The surveillance capitalism that so many of us are now complaining about is a simple extension of this same effort to disconnect people from one another so we can be worked over individually by the algorithms. Get all of us trapped in our personalized news feeds and interacting with content instead of one another. By preventing human beings from establishing rapport with one another, these platforms keep us from achieving solidarity and power. This is the same old industrial age, television-enabled desocialization we’ve always endured, only amplified by more powerful digital tools.

In this sense, Facebook is not anything truly new. Like Netflix, Instagram, or Amazon Prime, it’s just attention economy–fueled television running on a digital platform, and its psychosocial effects are the same.

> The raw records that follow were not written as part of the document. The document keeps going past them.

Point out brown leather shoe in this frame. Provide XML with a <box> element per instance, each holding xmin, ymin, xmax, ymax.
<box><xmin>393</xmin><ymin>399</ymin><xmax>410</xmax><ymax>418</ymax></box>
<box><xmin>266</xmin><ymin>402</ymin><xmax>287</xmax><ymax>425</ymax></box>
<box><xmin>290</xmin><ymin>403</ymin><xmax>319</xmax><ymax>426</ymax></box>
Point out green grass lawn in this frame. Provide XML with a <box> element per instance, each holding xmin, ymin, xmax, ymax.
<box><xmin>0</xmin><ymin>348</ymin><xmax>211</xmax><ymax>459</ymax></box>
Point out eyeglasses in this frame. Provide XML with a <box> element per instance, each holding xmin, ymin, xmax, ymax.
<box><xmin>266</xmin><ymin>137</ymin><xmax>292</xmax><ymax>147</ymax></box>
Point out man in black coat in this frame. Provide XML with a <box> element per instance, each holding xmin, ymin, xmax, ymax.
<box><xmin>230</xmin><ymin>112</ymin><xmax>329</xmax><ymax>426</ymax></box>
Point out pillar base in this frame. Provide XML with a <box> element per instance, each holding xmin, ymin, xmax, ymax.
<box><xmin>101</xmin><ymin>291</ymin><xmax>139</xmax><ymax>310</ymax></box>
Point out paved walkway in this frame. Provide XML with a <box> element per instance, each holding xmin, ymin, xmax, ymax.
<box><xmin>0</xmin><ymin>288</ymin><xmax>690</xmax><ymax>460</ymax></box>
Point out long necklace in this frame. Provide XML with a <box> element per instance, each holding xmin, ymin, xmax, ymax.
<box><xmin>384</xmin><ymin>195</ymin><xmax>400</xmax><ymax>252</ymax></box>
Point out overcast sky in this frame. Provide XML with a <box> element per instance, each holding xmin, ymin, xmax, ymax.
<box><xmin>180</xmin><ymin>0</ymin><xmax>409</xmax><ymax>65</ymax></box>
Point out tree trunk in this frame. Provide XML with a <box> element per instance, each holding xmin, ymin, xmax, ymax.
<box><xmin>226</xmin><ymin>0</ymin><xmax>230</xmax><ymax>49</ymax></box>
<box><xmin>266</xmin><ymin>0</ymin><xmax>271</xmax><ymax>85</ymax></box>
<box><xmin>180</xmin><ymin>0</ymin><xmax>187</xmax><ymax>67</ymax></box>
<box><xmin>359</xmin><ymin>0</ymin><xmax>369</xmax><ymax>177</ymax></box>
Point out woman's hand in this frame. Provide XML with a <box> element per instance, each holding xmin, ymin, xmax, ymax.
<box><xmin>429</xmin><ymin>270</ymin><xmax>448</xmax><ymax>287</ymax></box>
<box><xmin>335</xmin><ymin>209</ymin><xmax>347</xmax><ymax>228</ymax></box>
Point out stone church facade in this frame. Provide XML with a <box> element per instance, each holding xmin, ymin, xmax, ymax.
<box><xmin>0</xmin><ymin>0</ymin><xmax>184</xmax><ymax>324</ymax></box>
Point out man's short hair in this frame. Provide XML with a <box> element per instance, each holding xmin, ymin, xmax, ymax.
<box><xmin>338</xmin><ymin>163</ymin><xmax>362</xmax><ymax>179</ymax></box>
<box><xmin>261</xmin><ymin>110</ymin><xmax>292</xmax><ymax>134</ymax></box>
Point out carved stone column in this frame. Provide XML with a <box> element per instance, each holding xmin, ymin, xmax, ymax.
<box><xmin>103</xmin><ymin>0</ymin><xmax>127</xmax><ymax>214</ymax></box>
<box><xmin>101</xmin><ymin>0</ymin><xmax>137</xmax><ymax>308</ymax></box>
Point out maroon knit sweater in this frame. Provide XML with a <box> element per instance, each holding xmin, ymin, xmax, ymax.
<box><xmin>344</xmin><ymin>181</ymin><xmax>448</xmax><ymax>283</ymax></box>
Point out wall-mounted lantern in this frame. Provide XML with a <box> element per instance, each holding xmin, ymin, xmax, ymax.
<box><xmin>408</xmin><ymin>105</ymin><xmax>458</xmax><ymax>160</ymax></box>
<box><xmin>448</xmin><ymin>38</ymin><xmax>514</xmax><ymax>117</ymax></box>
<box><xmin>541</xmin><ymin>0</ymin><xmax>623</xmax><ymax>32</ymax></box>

Where a new form of uniquely digital manipulation surfaces is in these platforms’ impact on us as individuals — as humans. Once the algorithms have grasped us by the brain stem, they’re no longer working to disconnect us from who we like, but who we are. They’re not alienating us from the value we create, but from our intrinsic value as conscious, living beings. They’re disconnecting us from our souls. Or at least our soul, in the James Brown sense.

What does that look like? It’s a digital landscape where we understand our worth through metrics: friends, likes, and retweets, yes — but also through our utility value as workers and earners, rather than our essential value and dignity as human beings. It’s what encourages us to give schoolchildren iPads and Chromebooks instead of giving their teachers more autonomy and contact hours with pupils. It’s how the chief scientist at Google came to see artificial intelligence as our evolutionary future.

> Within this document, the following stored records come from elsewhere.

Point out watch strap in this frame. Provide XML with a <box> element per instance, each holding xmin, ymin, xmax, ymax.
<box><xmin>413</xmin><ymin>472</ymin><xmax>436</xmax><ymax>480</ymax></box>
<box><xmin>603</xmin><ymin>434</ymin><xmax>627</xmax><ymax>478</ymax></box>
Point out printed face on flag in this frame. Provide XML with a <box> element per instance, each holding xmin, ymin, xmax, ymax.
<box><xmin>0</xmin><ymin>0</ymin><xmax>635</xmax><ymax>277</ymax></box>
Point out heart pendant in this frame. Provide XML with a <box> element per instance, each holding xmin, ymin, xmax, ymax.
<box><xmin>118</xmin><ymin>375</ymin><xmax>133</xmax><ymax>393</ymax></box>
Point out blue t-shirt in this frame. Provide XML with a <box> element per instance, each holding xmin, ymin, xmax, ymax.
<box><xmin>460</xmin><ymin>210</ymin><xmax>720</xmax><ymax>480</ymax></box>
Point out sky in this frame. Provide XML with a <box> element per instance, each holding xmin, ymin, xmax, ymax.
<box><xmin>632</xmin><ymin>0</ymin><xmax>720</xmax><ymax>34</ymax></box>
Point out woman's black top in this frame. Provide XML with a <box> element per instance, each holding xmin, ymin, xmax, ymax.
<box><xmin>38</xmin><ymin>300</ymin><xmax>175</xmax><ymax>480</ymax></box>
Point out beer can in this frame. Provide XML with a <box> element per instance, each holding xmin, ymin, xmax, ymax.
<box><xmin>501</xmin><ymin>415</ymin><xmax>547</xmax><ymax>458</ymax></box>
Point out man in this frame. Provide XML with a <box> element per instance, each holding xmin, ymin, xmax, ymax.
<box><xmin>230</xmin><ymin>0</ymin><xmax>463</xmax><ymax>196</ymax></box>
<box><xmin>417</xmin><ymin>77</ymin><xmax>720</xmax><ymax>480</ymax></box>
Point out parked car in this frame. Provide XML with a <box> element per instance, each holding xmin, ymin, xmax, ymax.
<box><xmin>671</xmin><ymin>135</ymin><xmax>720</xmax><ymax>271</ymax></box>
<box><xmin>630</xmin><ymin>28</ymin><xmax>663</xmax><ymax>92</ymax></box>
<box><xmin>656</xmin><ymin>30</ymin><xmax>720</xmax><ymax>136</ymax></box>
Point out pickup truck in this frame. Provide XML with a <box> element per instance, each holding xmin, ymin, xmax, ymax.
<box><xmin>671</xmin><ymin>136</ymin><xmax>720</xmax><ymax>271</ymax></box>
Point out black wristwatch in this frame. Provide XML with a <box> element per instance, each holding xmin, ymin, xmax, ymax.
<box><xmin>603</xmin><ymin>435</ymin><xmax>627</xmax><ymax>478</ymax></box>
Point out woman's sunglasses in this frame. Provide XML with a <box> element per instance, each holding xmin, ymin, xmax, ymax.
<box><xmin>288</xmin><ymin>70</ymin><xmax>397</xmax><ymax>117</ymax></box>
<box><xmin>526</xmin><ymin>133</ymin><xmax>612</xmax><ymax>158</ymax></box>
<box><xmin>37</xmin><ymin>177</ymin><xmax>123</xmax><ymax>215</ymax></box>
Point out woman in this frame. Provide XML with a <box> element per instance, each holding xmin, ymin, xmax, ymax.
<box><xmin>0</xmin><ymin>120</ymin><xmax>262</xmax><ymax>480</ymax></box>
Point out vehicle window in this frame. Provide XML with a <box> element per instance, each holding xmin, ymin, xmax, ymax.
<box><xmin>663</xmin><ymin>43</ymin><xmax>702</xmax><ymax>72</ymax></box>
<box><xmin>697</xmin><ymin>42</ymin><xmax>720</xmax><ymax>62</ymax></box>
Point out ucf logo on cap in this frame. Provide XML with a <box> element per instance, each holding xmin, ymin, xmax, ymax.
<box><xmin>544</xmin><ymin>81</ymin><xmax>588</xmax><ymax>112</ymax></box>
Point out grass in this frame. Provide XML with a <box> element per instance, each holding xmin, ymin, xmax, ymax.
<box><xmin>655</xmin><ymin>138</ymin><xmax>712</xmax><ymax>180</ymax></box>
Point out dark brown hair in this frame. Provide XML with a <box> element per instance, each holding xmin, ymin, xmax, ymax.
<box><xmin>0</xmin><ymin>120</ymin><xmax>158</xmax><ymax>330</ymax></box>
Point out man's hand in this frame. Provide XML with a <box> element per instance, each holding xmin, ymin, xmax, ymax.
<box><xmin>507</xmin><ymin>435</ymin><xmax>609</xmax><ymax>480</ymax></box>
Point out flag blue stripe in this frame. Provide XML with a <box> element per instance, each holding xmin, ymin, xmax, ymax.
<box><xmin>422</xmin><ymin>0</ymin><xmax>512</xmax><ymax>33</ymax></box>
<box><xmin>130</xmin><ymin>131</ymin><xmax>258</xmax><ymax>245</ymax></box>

It’s the disorientation so many of us are feeling right now, at this moment, when news stories and urgent issues are presented to us in ways that trigger fight-or-flight reactions but are then replaced by another and another and another before we can achieve any semblance of coherence to make sense of them. It’s the way algorithms work to iron out our unpredictability and get us to behave more consistently with our consumer profiles. It’s everything from slot machine algorithms embedded in our news feeds to induce addictive behavior to auto-tuned pop music that quantizes and standardizes the once-human voice. That’s not just antisocial—it’s anti-human.

Yes, the easiest way back is to reconnect with others. Being human is a team sport, and we can recalibrate most easily by simply looking into someone else’s eyes, holding a hand, or breathing together.